The hallmark of idiopathic infantile nystagmus is a gaze-dependent, variable intensity resulting in a "null zone" where nystagmus is least marked and visual acuity is maximized. This often corresponds to adoption of an anomalous head posture and frequently is the stated reason for referral.

In patients with nystagmus, visual acuity should be measured by fogging the contralateral eye with a +4 to +10 hyperopic lens over the patient's normal refractive error.

Slit-lamp examination should be performed to exclude iris transillumination defect. Funduscopy should be used to document the presence or absence of foveal hypoplasia, optic disc morphology, and any lack of fundus pigmentation.



Idiopathic infantile nystagmus is believed to be due to a primary abnormality in oculomotor control. Increasing evidence suggests a genetic mechanism with one gene mapped to the X chromosome and another gene mapped to band 6p12. Hackett et al have found evidence that mutations in the calcium/calmodulin-dependent serine protein kinase (CASK) gene are frequently associated with congenital nystagmus and X-linked mental retardation. [6]

Many ocular disorders have been associated with sensory deficit nystagmus. This is not meant to be an exhaustive listing. The variety of sensory causes suggests that the underlying cause is a failure of sensorimotor integration due to reduced vision and/or contrast sensitivity. See the following:

  • Early (usually bilateral) visual deprivation (eg), congenital cataracts, severe glaucoma, Peters anomaly [7]

  • Foveal hypoplasia (eg, aniridia, albinism [nystagmus associated with albinism has characteristics similar to idiopathic infantile nystagmus])

  • Retinal disease (eg, Leber congenital amaurosis, achromatopsia, macular toxoplasmosis [especially if bilateral])

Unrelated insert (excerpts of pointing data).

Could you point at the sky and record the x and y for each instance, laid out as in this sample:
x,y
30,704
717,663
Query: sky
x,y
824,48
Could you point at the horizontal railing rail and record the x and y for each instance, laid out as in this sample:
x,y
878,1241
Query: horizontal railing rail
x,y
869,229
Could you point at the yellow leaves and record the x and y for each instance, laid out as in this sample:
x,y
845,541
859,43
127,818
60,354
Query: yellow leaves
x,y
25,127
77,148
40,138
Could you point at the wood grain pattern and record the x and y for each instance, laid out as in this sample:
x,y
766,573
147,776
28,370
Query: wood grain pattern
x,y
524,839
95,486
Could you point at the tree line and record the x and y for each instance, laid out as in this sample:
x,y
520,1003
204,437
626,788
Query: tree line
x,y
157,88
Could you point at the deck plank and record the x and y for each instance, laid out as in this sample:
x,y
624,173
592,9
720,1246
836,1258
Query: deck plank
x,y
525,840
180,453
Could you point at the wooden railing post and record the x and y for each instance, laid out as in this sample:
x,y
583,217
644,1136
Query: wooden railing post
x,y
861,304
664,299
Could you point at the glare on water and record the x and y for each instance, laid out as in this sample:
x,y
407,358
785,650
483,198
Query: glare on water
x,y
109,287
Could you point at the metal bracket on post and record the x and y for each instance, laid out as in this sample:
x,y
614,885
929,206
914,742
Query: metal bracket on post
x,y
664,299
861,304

  • Retinal detachment (eg, severe retinopathy of prematurity, posterior persistent hyperplastic primary vitreous, familial exudative vitreoretinopathy)

  • Optic nerve abnormalities (eg, hypoplasia, coloboma, atrophy)

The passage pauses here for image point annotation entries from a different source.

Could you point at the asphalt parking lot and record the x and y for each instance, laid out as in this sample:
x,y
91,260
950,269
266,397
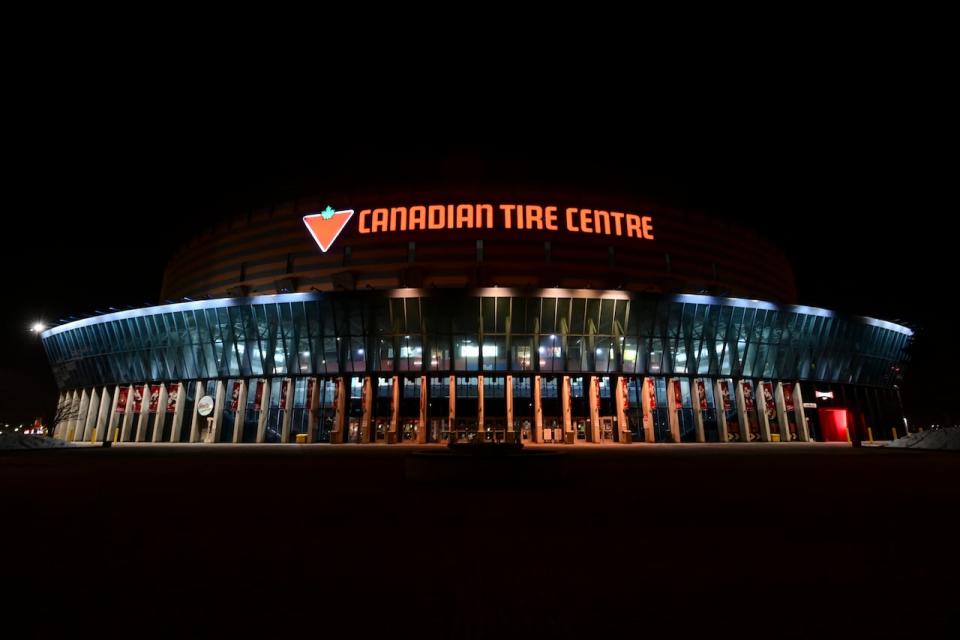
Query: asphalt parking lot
x,y
779,540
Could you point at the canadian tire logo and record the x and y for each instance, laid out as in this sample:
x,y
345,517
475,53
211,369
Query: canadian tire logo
x,y
327,225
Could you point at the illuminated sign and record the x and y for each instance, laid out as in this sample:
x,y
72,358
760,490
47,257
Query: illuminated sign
x,y
327,225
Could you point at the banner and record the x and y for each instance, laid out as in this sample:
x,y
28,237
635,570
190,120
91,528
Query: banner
x,y
788,396
154,397
258,399
122,394
137,398
173,390
235,395
702,394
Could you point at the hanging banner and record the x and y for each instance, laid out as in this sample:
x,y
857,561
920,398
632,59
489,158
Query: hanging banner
x,y
154,397
702,395
283,393
235,395
137,398
788,396
258,399
122,394
173,391
725,391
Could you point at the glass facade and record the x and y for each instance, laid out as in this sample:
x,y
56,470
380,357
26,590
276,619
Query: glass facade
x,y
277,360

  • Cortical visual impairment from perinatal insult or structural CNS abnormality

Nystagmus associated with albinism is the result of multifactorial visual impairment. Anatomical findings include abnormal ocular pigmentation, foveal hypoplasia, abnormally increased chiasmal decussation, and high cylindrical refractive errors. Several subtypes have been described. Most are autosomal recessive, but all modes of inheritance have been described.

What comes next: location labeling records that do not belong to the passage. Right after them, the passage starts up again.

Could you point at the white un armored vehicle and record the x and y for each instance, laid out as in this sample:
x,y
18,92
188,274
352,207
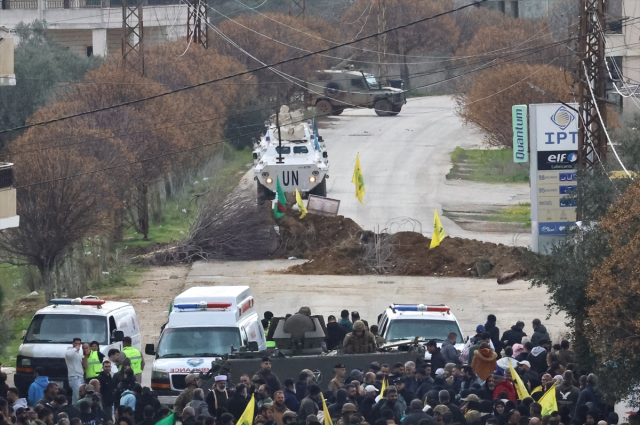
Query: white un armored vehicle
x,y
298,158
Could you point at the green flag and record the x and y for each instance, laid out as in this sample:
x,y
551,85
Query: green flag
x,y
279,206
169,420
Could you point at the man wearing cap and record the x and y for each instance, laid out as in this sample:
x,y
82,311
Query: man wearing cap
x,y
186,396
218,396
133,354
338,380
416,414
437,359
309,405
359,341
367,403
267,376
348,410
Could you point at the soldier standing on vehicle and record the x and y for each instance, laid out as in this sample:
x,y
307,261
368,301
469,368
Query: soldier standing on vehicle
x,y
133,354
265,374
186,396
359,341
338,381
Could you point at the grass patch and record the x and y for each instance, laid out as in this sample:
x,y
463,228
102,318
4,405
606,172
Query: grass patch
x,y
487,165
520,213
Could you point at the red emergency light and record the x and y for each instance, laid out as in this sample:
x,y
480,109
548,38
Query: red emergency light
x,y
202,305
77,301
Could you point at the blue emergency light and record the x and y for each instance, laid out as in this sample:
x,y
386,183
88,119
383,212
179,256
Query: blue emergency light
x,y
420,307
202,305
77,301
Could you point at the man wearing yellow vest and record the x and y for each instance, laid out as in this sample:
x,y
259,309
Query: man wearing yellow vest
x,y
93,362
137,362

Latent nystagmus is a conjugate, jerk nystagmus with the fast phase toward the side of the fixing eye. It is often seen in patients with congenital esotropia and following surgery for infantile esotropia, probably resulting from subnormal binocular interaction. Latent nystagmus can coexist with manifest nystagmus (in which case the nystagmus amplitude increases with occlusion). Latent nystagmus is a jerk nystagmus with the fast phase toward the side of the fixing eye. It often is seen following surgery for infantile esotropia and probably results from subnormal binocular interaction. Visual acuity measurement should be performed using the polarized vectograph or blurring one eye with a high plus lens to avoid iatrogenic reduction of acuity with occlusion. So-called manifest latent nystagmus can occur if monocular visual loss occurs in this setting.

The cause of spasmus nutans is unknown. Some studies have found an association with children from lower socioeconomic status, as well as coexisting strabismus and refractive error. Chiasmal glioma can present with an identical appearing nystagmus prior to affecting the anterior visual pathway. It may be more common in African Americans and in Latinos.